Higher exposures to each pollutant were significantly associated with lower lung function. A 5 µg·m−3 increase in PM2.5 concentration was associated with lower FEV1 (−83.13 mL [95%CI: −92.50, −73.75]) and FVC (−62.62 mL [95%CI: −73.91, −51.32]). COPD prevalence was associated with higher concentrations of PM2.5 (OR 1.52 [95%CI: 1.42, 1.62], per 5 µg·m−3), PM10 (OR 1.08 [95%CI: 1.00, 1.16], per 5 µg·m−3), and NO2 (OR 1.12 [95%CI: 1.10, 1.14], per 10 µg·m−3), but not with PMcoarse. Stronger lung function associations were seen for males, individuals from lower income households, and “at-risk” occupations, and higher COPD associations for obese, lower income, and non-asthmatic participants.

Ambient air pollution was associated with lower lung function and increased COPD prevalence in this large study.

July 2 | 2019

Interaction between neighborhood walkability and traffic-related air pollution on hypertension and diabetes: The CANHEART cohort.

Howell NA, Tu JV, Moineddin R, Chen H, Chu A, Hystad P, Booth GL.

Environ Int. 2019 Jun 19:104799. DOI: 10.1016/j.envint.2019.04.070




Living in unwalkable neighborhoods has been associated with heightened risk for diabetes and hypertension. However, highly walkable environments may have higher concentrations of traffic-related air pollution, which may contribute to increased cardiovascular disease risk. We therefore aimed to assess how walkability and traffic-related air pollution jointly affect risk for hypertension and diabetes.


We used a cross-sectional, population-based sample of individuals aged 40-74 years residing in selected large urban centres in Ontario, Canada on January 1, 2008, assembled from administrative databases. Walkability and traffic-related air pollution (NO2) were assessed using validated tools and linked to individuals based on neighborhood of residence. Logistic regression was used to estimate adjusted associations between exposures and diagnoses of hypertension or diabetes accounting for potential confounders.

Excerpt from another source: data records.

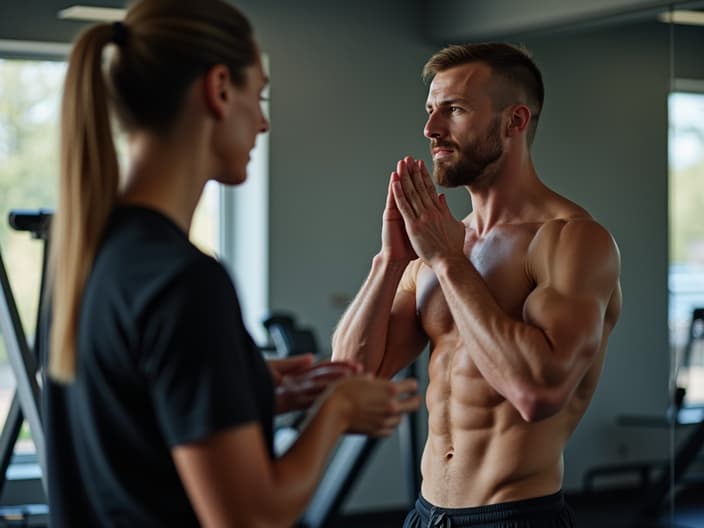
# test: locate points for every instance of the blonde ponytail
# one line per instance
(162, 46)
(89, 178)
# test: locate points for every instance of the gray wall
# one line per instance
(347, 102)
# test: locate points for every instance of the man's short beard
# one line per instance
(474, 160)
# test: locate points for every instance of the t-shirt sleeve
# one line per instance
(196, 356)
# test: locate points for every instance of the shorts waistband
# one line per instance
(504, 511)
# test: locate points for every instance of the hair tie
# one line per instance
(119, 33)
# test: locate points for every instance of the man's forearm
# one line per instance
(362, 331)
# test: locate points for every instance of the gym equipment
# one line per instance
(354, 451)
(23, 359)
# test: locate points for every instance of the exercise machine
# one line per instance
(354, 451)
(23, 358)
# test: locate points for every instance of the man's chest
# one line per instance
(501, 260)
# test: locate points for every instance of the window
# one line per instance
(686, 229)
(29, 102)
(230, 223)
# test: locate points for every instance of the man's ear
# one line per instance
(217, 89)
(518, 119)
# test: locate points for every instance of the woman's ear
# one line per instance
(217, 89)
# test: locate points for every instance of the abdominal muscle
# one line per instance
(479, 450)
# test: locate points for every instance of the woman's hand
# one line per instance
(375, 406)
(299, 382)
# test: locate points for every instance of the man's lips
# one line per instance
(441, 152)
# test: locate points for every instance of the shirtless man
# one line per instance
(517, 300)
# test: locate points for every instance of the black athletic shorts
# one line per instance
(550, 511)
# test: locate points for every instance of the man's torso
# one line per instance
(479, 449)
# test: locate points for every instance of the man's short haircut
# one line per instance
(520, 80)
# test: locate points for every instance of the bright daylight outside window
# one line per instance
(686, 195)
(30, 93)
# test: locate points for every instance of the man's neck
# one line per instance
(513, 193)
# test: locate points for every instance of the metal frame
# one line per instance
(23, 360)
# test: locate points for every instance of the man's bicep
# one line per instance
(579, 278)
(405, 338)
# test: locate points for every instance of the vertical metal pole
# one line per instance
(23, 366)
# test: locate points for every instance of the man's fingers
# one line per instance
(408, 385)
(427, 181)
(402, 203)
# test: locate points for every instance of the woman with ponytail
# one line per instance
(159, 406)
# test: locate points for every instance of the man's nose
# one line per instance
(433, 128)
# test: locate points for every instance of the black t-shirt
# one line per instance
(164, 360)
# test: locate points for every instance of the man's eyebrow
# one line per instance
(447, 102)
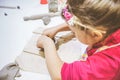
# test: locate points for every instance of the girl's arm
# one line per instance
(54, 63)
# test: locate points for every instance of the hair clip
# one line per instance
(67, 15)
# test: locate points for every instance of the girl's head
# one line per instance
(98, 18)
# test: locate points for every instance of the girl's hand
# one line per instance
(43, 41)
(50, 32)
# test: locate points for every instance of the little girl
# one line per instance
(95, 23)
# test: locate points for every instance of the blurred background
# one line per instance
(15, 32)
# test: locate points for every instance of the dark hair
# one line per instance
(97, 13)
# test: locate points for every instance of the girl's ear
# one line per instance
(97, 35)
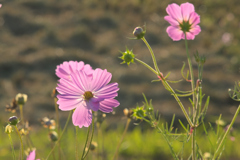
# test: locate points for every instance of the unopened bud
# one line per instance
(53, 136)
(139, 32)
(127, 112)
(93, 146)
(8, 129)
(13, 120)
(21, 98)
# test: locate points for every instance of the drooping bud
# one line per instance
(127, 57)
(21, 98)
(53, 136)
(8, 129)
(13, 120)
(139, 32)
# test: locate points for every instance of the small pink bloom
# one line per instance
(183, 19)
(66, 68)
(84, 94)
(32, 156)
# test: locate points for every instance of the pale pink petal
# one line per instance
(107, 105)
(194, 19)
(82, 116)
(31, 156)
(187, 9)
(172, 21)
(100, 79)
(196, 30)
(175, 33)
(67, 86)
(189, 36)
(108, 91)
(174, 11)
(67, 103)
(88, 70)
(93, 105)
(81, 80)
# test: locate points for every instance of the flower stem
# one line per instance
(58, 125)
(13, 152)
(152, 54)
(123, 135)
(21, 149)
(69, 115)
(21, 113)
(84, 156)
(224, 136)
(76, 143)
(194, 100)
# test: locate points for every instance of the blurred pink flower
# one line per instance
(84, 94)
(66, 68)
(183, 19)
(32, 156)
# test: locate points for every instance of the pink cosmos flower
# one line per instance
(183, 19)
(64, 70)
(86, 94)
(32, 156)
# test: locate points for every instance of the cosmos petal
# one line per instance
(82, 116)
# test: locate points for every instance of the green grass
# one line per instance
(138, 144)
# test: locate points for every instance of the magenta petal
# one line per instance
(190, 36)
(196, 30)
(174, 11)
(187, 9)
(175, 33)
(82, 116)
(100, 79)
(172, 21)
(31, 156)
(107, 105)
(194, 19)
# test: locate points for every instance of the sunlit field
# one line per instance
(119, 80)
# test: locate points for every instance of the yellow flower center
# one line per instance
(88, 95)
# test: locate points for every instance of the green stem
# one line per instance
(152, 54)
(123, 135)
(225, 135)
(58, 125)
(21, 113)
(146, 65)
(13, 151)
(84, 156)
(76, 143)
(21, 149)
(165, 83)
(194, 99)
(69, 115)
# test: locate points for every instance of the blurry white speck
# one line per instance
(59, 52)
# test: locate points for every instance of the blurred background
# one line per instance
(38, 35)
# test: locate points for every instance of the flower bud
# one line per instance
(139, 32)
(8, 129)
(53, 136)
(127, 112)
(127, 57)
(13, 120)
(21, 98)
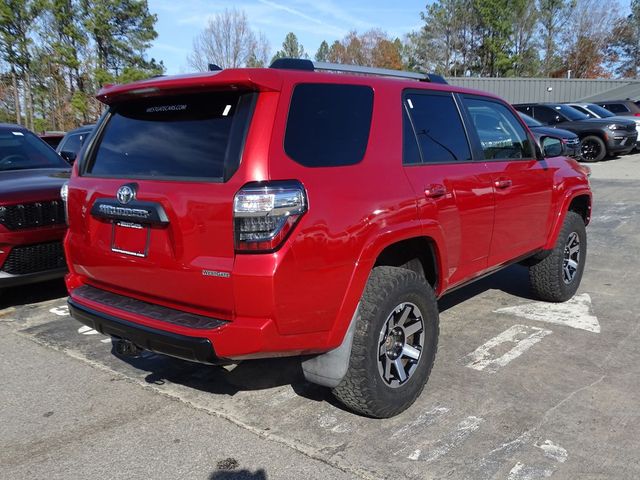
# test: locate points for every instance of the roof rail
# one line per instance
(311, 66)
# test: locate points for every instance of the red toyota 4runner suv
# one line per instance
(251, 213)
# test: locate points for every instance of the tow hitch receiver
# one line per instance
(126, 348)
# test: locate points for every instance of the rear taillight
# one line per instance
(64, 194)
(264, 213)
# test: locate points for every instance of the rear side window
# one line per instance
(72, 143)
(547, 115)
(22, 150)
(193, 137)
(328, 124)
(501, 135)
(438, 128)
(616, 108)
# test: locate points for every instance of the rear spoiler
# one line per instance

Overall, 2,496,458 individuals were included in our analyses. Low walkability was associated with higher odds of hypertension (lowest vs. highest quintile OR = 1.34, 95% CI: 1.32, 1.37) and diabetes (lowest vs. highest quintile OR = 1.25, 95% CI: 1.22, 1.29), while NO2exhibited similar trends (hypertension: OR = 1.09 per 10 p.p.b., 95% CI: 1.08, 1.10; diabetes: OR = 1.16, 95% CI: 1.14, 1.17). Significant interactions were identified between walkability and NO2 on risk for hypertension (p < 0.0001 and diabetes (p < 0.0001). At higher levels of pollution (40 p.p.b.), differences in the probability of hypertension (lowest vs. highest walkability quintile: 0.26 vs. 0.25) or diabetes (lowest vs. highest walkability quintile: 0.15 vs. 0.15) between highly walkable and unwalkable neighborhoods were diminished, compared to differences observed at lower levels of pollution (5 p.p.b.) (hypertension, lowest vs. highest walkability quintile: 0.21 vs. 0.13; diabetes, lowest vs. highest walkability quintile: 0.09 vs. 0.06).


Walkability and traffic-related air pollution interact to jointly predict risk for hypertension and diabetes. Although walkable neighborhoods appear to have beneficial effects, they may accentuate the harmful effects of air pollution on cardiovascular risk factors.